# Goose calls?



## waterfowler26 (Sep 21, 2009)

i am sorta new to the goose hunting sport but wanting to get into it. wanting to buy an acrylic short reed.. you guys got any suggestions? please help me out. thanks:sniper:


----------



## bowinchester (Aug 31, 2008)

If youre looking for a cheap call, my first short reed and current call is a Quack Head Goozilla. It by no means is the best call out there but for $25 it sound pretty damn good. I would recomend it if you are just learning. My next call will be a Heartland, my brother has one and I really like the sound and design.


----------



## Kelly Hannan (Jan 9, 2007)

winglock whisperer


----------



## NDTerminator (Aug 20, 2003)

If you don't want to spring for a real top end, I second the Winglock. If you want to put some money into a top end call, I personally recommend the GK Giant Killer.

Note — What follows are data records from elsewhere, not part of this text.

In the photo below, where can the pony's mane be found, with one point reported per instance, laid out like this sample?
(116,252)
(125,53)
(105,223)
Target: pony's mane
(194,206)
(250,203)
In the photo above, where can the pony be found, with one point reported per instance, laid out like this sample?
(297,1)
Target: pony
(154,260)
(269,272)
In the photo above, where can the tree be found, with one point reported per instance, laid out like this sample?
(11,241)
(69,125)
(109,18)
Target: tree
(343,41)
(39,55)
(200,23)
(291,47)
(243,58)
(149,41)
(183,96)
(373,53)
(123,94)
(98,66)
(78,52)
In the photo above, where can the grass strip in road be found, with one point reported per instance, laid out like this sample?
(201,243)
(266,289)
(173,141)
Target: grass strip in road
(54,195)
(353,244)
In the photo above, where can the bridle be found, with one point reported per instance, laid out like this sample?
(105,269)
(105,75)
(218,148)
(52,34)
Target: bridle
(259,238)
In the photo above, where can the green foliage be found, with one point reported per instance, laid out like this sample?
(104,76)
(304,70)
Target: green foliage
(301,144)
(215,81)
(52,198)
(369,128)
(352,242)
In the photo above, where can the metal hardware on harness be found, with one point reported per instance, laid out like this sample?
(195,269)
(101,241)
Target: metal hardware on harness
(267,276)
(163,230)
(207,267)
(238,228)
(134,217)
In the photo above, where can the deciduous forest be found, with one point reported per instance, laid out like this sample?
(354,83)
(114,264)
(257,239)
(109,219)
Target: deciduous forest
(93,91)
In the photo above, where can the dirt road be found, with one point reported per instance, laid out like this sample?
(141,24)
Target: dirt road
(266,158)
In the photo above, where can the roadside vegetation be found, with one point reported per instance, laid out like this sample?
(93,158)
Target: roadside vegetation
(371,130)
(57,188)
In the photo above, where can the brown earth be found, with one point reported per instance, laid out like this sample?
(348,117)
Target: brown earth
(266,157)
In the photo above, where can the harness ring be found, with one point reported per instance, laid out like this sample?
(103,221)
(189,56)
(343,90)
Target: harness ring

I've got a bunch of calls and the Giant Killer remains my favorite. Unbelievable range & sound quality...

Tough to beat Winglocks for the money. I use Winglock Walnut & Maple short reeds regularly...

I also have a couple Heartland X-Outs which are quite good for the money...

Guys are constantly buying, trying, selling, and swapping calls looking for the perfect one for them. If you do a bit of looking on the various Waterfowl Forum Classifieds you can usually find good deals on every call under the sun. I've bought a number off the Classifieds quite a bit cheaper than brand new...

Got both my GK and a Performance Calls Fast Talker this way, a couple Heartlands, and several Winglocks...


----------



## huntingtim08 (Sep 17, 2004)

i love my buck gardner canadian hammer 2, i still use it over my foiles, i love this call and its cheap.


----------



## Slayer_54 (Apr 14, 2009)

i second the canada hammer for the money i like it better than the goozilla. but if yourt goin highend go out and try some. dont spend $100 on a call you have never blown. but each call has their own charcateristics. IMO a heads up is : zink:blows easy, Foiles: easy to make good sound, DRC: a little harder to blow but they sound the best. again its my opinion. go out and try some


----------



## Kelly Hannan (Jan 9, 2007)

I have a really nice Zink SR-1 I will sell ya. It has new guts and very little use since the new guts. Tuned by Zink Calls. I have it advertised at $85.00 shipped. Comes with box, bag and DVD


----------



## teamextrema (Jan 27, 2008)

> i second the canada hammer for the money


For the money it might be alright. As far as consistancy when blowing.. Thumbs Down. I blow a foiles Staright meat and I love it. Although I have only blown a few different short reed calls.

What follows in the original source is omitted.